The Weapon (2000)

This one was made near Pittsburgh for a reported two thousand dollars.

Matt Kambic wrote and directed and it would be a challenge to count all the people in the credits named “Kambic”.  There are a lot of them.

In fact, about two-thirds of the people in the credits have one of four or five last names.  This is that sort of a film.

What we’re looking at is an incredibly ambitious project, with an epic scope, about a world devastated by the terrible “weapon” of the title, and the political machinations which lead to a scientist being sent into the wasteland to retrieve the weapon from its hiding place.  He thinks he’s going to get to study it, but the real plan is, of course, to use its devastating power.
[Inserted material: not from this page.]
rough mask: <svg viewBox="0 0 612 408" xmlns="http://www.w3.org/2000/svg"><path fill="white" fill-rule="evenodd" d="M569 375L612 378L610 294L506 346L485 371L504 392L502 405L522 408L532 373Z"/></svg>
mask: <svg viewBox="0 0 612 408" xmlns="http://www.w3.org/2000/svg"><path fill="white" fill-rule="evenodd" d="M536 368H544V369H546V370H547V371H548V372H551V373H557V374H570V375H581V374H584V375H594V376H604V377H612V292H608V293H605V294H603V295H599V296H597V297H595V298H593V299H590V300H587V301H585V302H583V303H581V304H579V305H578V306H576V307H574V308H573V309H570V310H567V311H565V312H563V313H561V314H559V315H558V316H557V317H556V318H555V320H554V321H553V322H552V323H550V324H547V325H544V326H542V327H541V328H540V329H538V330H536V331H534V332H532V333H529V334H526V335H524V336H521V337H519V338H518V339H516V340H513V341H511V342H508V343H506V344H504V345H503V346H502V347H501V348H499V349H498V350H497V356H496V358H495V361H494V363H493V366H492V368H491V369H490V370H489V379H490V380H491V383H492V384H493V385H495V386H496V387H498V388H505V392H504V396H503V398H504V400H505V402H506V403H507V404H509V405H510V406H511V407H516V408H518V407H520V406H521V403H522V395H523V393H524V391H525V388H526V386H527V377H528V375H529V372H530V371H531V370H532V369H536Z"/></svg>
The devastated future here is particularly well thought out, with its history and constitution turned into a sacred book, and the whole system, draped in a secular religion:  a near-worship of the water the government doles out sparingly complete with its own litany:  “The Water flows for all and always.”  Ultimately, it is a sort of a futuristic Caesaropapism, but one that is coming apart at the seams as more and more people question the authority of the government.

As one would expect from this sort of film, the acting is flat, the laboratory set is actually the kitchen of a small Lutheran parish, and the sound quality is appalling (admittedly one of the hardest things to get right, although you’d think they could have re-looped at least some of the dialogue.  And when will amateur filmmakers learn that you’re supposed to put wireless mikes on the actors?), and it isn’t always easy to tell what’s going on.

But they have flying bikes.  And digitally extended sets.

Now that’s something you don’t see in most $2000 dollar films.

All in all, it’s an interesting – and earnest – little film, good enough to earn a run on Netflix and a DTV release on Brentwood’s Galaxy of Terror set, along with three of the Polonia brothers equally zero-budgeted films.  One misses the brothers’ sense of humor, perhaps, but it still seems a shame that Matt never went on to make another film.

It’s worth a look –  at least for those willing to set aside their expectation of Hollywood perfection.



2 thoughts on “The Weapon (2000)

  1. Hi Mark,

    Thanks for the thoughtful review. The Weapon was indeed a labor of love. I like to call it a ‘home movie gone awry’. But I loved every minute of making it. (Inadvertently, making the movie led to work for Disney.)

    I certainly appreciate a reviewer who understands the limitations of this kind of filmmaking and is willing to justify the work on the merits manifesting inside those limits.

    For more on my current projects, including a recently published sci-if novel that’s won two awards, check out my website: There’s more about the movie there, also.

    I see you live in Warren, PA. I lived in Pittsburgh until 2013; now live in Middle Earth, a half hour from Hobbiton in New Zealand.

    Good luck with your blog. I just saw Thor Ragnarok- a splendid comedy of thrills.

    Matt Kambic


    1. Thanks for the kind words Matt! I”m always happy to give a shout out for a “local” boy (even if he has gone Hobbit on us)! Glad to hear that your labor of love paid off.

      I always try to review films on their own terms, and frankly I find it sad how often people will trash some interesting lo-fi effort, simply because it isn’t as glossy as the latest 100 million blockbuster from Hollywood. Frankly, I think we can use all the “Garage Band” filmmakers out there we can get, turning out unique and strange films outside the monolithic entertainment industry.

      So thanks for your hard work and passion. We need more of it!